In Backbone, a view is not a markup template like show.html.erb, instead, it contains all relevant code to that markup resource in one spot. So, instead of defining all your event listeners in a remote, question_show.js file and handling all your AJAX updates in various js.erb files, all event listening and publishing relevant to the questions show resource is contained in one place, the Backbone question show view. Granted, comment could have its own view and comments their own collection, as well as other MVC elements I'm not mentioning. But point being, Backbone helps you define front-end resources.
2) Choosing a JavaScript framework like Backbone helps take some of the load off your server for code that really doesn't need to be executed server-side. Why render all your markup elements in html.erb templates on the server when it could be done in the client's browser. In response to questions of security, you have the ability to whitelist/blacklist database object attributes when formatting your database object as JSON and shipping it to the client.
3) Backbone (specifically) seems to give a good amount of freedom.

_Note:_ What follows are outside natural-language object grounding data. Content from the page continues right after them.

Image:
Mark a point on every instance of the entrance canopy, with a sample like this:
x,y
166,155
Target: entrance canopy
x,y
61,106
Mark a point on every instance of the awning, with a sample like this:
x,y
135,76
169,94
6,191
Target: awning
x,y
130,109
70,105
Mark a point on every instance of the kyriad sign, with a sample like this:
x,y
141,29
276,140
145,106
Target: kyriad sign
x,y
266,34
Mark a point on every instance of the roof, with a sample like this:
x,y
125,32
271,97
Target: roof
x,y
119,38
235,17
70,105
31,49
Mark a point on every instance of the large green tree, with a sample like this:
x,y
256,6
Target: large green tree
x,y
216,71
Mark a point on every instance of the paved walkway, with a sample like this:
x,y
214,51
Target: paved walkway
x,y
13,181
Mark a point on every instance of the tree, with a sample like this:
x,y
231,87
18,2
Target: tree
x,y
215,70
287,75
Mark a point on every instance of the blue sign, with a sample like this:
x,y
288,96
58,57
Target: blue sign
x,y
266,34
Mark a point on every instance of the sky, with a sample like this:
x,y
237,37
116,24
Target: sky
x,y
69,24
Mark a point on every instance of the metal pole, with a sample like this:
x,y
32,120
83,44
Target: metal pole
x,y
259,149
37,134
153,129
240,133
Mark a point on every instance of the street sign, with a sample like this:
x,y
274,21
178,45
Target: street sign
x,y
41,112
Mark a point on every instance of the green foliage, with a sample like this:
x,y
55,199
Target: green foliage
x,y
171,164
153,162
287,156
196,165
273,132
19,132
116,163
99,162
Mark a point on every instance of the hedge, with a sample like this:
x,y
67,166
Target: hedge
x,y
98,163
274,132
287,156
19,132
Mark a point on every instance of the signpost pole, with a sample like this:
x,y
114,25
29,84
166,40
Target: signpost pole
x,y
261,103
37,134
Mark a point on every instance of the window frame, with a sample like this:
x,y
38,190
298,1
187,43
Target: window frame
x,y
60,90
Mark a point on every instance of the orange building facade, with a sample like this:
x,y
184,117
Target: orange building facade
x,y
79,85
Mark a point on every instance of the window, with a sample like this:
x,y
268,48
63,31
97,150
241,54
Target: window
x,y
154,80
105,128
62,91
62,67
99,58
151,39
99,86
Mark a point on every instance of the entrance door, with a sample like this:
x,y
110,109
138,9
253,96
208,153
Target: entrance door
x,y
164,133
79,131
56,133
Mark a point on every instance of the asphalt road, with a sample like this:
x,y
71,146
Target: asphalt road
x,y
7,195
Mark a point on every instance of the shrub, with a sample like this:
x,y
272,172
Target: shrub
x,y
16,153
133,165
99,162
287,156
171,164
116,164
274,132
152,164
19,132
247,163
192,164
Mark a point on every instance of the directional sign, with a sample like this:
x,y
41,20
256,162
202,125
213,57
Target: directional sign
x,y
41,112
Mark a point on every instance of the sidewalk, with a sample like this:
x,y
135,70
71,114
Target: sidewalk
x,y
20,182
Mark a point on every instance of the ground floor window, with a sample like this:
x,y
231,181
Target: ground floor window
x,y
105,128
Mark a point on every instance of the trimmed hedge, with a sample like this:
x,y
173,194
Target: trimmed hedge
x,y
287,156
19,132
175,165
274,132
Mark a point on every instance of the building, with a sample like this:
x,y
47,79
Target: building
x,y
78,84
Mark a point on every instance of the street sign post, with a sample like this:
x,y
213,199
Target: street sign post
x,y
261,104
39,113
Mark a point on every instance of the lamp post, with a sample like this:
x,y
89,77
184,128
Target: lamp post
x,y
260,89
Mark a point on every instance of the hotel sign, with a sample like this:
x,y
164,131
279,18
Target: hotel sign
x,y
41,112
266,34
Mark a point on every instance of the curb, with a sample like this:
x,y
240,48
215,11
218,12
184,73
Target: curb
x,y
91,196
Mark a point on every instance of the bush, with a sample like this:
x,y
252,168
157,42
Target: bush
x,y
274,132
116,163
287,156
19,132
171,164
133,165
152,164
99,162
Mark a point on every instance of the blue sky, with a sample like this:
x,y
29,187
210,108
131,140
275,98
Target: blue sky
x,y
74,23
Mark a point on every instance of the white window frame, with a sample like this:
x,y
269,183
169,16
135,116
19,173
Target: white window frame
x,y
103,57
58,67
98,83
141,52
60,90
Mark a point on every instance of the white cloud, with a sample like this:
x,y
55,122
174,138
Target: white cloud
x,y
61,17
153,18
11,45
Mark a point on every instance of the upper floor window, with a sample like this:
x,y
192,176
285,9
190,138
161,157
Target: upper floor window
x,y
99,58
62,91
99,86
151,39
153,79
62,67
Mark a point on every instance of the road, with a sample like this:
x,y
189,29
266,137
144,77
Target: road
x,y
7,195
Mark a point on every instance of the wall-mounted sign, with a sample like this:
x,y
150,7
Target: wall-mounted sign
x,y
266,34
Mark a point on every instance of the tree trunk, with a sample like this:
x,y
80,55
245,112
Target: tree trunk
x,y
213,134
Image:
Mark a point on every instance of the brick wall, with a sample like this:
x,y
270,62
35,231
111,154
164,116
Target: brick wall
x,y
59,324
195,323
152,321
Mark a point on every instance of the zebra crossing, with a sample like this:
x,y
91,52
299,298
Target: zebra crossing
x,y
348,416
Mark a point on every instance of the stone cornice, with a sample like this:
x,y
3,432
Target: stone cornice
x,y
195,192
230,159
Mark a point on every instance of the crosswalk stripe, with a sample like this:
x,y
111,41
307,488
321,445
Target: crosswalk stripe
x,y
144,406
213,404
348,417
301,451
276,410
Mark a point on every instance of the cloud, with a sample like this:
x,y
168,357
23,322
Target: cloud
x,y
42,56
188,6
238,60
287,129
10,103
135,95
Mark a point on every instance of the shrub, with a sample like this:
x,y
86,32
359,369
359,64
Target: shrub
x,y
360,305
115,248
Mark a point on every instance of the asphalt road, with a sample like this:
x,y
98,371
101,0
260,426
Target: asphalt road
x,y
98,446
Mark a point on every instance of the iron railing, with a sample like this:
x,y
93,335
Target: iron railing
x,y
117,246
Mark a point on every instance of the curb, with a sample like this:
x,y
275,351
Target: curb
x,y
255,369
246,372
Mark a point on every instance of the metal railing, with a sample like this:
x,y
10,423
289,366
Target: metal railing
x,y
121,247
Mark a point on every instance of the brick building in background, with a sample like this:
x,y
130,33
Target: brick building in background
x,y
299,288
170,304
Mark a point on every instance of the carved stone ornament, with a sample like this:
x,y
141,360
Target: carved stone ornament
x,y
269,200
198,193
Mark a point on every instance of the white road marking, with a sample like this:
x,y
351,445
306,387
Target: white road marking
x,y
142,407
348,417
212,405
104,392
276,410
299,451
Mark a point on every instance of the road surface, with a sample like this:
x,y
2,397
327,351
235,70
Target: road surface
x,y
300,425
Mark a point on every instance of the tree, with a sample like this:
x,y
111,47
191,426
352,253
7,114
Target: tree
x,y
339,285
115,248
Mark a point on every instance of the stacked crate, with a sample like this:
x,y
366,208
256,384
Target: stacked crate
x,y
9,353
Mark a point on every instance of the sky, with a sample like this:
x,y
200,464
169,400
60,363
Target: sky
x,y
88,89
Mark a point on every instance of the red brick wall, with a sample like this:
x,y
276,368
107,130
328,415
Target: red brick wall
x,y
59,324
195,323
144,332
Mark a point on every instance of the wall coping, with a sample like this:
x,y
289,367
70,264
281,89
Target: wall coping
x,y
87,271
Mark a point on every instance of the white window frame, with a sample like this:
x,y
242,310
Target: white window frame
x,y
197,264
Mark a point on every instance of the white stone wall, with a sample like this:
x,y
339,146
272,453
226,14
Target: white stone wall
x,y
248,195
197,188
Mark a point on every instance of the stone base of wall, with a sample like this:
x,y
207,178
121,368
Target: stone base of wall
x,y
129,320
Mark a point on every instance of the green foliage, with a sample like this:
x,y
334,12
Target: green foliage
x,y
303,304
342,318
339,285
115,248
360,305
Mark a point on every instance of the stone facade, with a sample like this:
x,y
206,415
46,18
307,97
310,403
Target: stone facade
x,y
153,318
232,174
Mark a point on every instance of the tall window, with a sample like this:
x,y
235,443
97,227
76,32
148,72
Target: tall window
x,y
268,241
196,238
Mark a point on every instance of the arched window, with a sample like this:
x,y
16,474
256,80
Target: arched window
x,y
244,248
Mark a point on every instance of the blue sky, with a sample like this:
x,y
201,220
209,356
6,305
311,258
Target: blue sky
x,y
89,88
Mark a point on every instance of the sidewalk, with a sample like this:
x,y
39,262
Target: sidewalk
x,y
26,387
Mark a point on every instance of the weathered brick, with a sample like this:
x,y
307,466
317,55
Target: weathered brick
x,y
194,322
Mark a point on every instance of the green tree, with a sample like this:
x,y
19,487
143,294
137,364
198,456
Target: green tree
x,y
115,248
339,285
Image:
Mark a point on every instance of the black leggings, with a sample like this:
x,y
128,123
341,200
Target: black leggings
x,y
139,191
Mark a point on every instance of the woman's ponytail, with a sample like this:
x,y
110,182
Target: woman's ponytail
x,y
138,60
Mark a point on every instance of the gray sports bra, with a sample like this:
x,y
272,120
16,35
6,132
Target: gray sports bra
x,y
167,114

It provides a set of conventions to help organize your application, but at the end of the day it's your framework you're developing. The MVC framework of Backbone is less one-way than Rails, yet the solid conventions persist.
4) With Backbone (not speaking for or against other frameworks), pushState is easily implemented into a framework that expects its use cases. However, pushState has its downsides in terms of crawlers accessing your content, and requires some server-side rendering to be incorporated in a crawler-friendly way. What's great though, is that you can attain the same history/degradability in using Backbone out-of-box; their url fragments allow for the same functionality, they just have an extra # in there.
There are plenty of other reasons to use a framework like Backbone, and it really seems like there are a lot of alternatives because one framework does not fit all. But for what I can attest to, Backbone seems to be a great framework if you're building an app from scratch. And it also seems very doable if you want to incorporate it into an existing application.